The stupid nurses not only DID NOT tell me I could call them, but didn't mention that I could get up and drag my IV stand to the bathroom where I could have LOCKED THE FUCKING DOOR. Do you know why? Because they were busy yelling at poor Bill. "Do your business, Bill! Do it! Do it now!"

I would cheerfully, gleefully, happily have sent him a basket of prunes combined with raisins and garnished with little blocks of Ex-Lax, if that would have made the nurses and him shut the HELL up and stop scaring the crap out of me. (Not literally, the poor T-Bird had gotten all of that effort.)

So the next morning the doctor condescended that I probably didn't have appendicitis and I probably did have an infected ovary. (WTF was that about?
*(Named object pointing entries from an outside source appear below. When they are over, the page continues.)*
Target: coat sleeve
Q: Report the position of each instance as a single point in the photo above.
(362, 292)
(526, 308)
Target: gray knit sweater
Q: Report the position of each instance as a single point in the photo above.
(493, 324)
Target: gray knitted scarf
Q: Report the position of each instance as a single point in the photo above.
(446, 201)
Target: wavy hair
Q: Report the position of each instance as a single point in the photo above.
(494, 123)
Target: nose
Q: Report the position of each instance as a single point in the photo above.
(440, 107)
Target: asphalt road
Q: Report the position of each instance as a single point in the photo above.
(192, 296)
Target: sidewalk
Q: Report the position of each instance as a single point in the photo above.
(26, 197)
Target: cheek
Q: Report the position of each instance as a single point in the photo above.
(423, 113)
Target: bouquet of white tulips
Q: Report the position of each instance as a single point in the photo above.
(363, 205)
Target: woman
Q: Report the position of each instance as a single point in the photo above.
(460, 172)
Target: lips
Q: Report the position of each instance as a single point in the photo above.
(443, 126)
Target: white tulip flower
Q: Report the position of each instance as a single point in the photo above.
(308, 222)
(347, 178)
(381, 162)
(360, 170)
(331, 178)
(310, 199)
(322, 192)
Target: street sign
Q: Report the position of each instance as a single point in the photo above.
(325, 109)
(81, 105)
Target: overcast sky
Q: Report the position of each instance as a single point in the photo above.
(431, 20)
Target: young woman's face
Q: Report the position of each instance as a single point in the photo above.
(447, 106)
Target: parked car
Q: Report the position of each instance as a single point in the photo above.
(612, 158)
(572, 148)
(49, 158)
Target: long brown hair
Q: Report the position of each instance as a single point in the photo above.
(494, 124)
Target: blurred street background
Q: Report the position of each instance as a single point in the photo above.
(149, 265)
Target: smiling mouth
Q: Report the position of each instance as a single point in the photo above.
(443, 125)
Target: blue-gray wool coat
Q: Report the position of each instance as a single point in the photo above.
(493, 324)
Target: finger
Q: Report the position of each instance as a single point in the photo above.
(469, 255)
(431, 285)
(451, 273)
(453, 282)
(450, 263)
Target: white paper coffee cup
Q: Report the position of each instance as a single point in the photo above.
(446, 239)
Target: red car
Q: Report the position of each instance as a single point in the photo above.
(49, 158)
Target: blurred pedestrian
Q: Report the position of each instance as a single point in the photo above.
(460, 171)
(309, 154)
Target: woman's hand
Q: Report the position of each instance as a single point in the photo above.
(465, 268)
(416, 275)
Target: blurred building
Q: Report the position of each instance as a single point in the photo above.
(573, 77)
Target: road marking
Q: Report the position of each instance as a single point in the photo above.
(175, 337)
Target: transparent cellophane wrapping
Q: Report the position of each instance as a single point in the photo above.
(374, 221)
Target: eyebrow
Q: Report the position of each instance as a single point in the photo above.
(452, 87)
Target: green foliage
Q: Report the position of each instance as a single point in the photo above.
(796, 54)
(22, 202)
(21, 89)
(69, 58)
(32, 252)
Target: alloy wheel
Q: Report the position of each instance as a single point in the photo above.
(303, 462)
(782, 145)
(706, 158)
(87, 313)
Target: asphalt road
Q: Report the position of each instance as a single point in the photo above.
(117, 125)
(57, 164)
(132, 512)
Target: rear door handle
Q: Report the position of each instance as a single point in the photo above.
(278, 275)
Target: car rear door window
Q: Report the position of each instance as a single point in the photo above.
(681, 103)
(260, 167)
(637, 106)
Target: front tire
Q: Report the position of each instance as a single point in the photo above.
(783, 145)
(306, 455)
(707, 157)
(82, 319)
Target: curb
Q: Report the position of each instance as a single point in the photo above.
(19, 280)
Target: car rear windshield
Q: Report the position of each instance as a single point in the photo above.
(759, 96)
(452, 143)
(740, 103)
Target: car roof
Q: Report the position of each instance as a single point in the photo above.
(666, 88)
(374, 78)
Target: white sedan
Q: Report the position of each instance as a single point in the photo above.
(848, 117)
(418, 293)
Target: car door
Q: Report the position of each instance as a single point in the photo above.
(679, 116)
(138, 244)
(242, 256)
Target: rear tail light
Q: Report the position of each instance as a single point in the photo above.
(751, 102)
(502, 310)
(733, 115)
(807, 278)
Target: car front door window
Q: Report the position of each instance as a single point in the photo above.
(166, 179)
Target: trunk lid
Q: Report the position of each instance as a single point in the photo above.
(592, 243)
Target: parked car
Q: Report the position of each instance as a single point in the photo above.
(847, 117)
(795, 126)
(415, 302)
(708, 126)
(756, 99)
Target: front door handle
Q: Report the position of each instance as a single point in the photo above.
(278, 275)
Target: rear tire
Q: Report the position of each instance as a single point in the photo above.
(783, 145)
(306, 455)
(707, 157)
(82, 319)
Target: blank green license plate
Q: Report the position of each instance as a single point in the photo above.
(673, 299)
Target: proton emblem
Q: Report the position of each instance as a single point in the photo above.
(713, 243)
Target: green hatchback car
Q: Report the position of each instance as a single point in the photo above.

Who knows?) Then he sent me home. The huge black circles under my eyes and shivering body probably were cues that I hadn't rested well, while in the HOSPITAL. (Doooo dooooo dahhhhh. Insert harpsichord music here.)

So I got a week off school and an everlasting fear of hospitals, nurses, doctors, and men named Bill. (I don't think I voted for Clinton and I know I never dated one. So there.)